Au début de la guerre d’Afrique du Sud en octobre 1899, le commissaire spécial du Transvaal, J. C. Krogh, et le consul britannique, Johannes Smuts, se sont retirés du Swaziland. Le général Piet Joubert a écrit à Bhunu, indiquant que la République sud-africaine laissait le Swaziland entre ses mains. Il reprit toute autorité sur son royaume, mais il ne vécut pas longtemps pour jouir d’un pouvoir sans entrave : il mourut deux mois plus tard à Zombodze le 10 décembre. Labotsibeni est maintenant devenue reine régente ainsi que reine mère et a agi au nom du fils de Bhunu, Mona, également connu sous le nom de Nkhotfotjeni, qui a été choisi pour succéder à l’âge de six mois; il est finalement devenu le chef suprême, et plus tard le roi Sobhuza II. Il était largement admis que Labotsibeni aurait préféré son deuxième fils, Malunge, un jeune homme beau, intelligent, éloquent et capable, pour succéder à Bhunu.
Pendant la majeure partie de la crise de trois ans de la guerre d’Afrique du Sud, Labotsibeni était, avec le soutien d’un co-régent, le prince Logcogco (un fils du roi Mswati II), et son conseil, le dernier souverain indépendant en Afrique au sud du fleuve Zambèze.
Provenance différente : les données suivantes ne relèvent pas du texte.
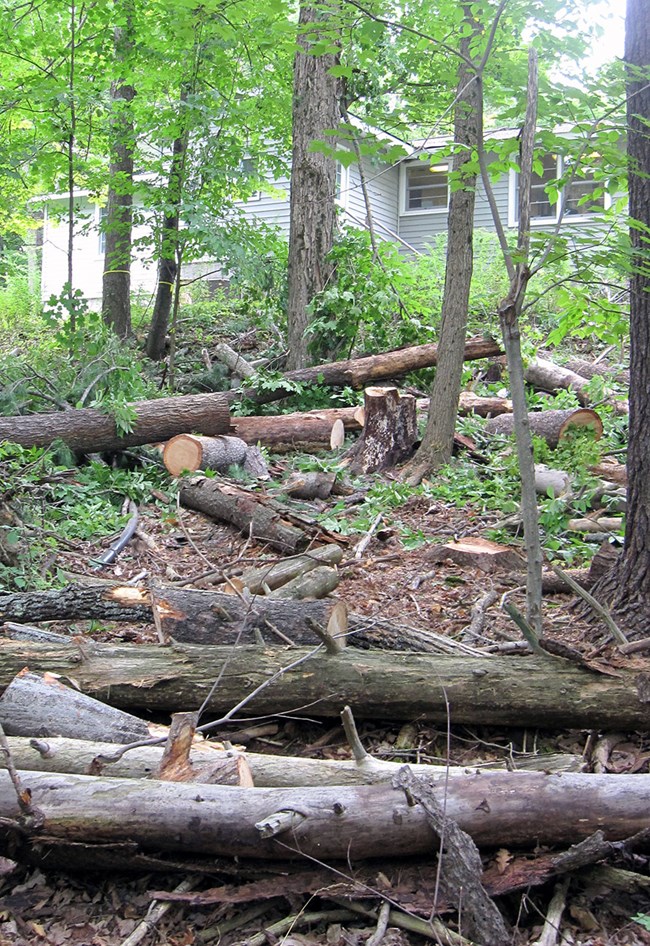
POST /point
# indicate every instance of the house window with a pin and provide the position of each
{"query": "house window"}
(574, 200)
(427, 188)
(342, 185)
(102, 213)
Au cours de cette période, elle a adopté la position habituelle d’un monarque swazi. Tout en se penchant vers les Britanniques, elle a cherché à préserver le Swaziland en tant qu’espace neutre et a maintenu une relation diplomatique avec les forces de la République sud-africaine. Elle a largement réussi à garder le Swaziland hors de la guerre. Des incidents exceptionnels ont été l’attaque de Thinthitha Dlamini contre un groupe du commando Piet Retief près de Hlatikhulu en février 1901, et l’attaque du général Tobias Smuts contre une petite unité de la force irrégulière britannique Steinacker’s Horse à Bremersdorp en juillet 1901. Labotsibeni avait apparemment appelé les Boers à retirer ce groupe gênant de flibustiers et libérer le prince Mancibane, un membre de la famille royale que les Britanniques avaient arrêté pour suspicion d’espionnage, mais elle regretta la destruction de la petite ville par les Boers.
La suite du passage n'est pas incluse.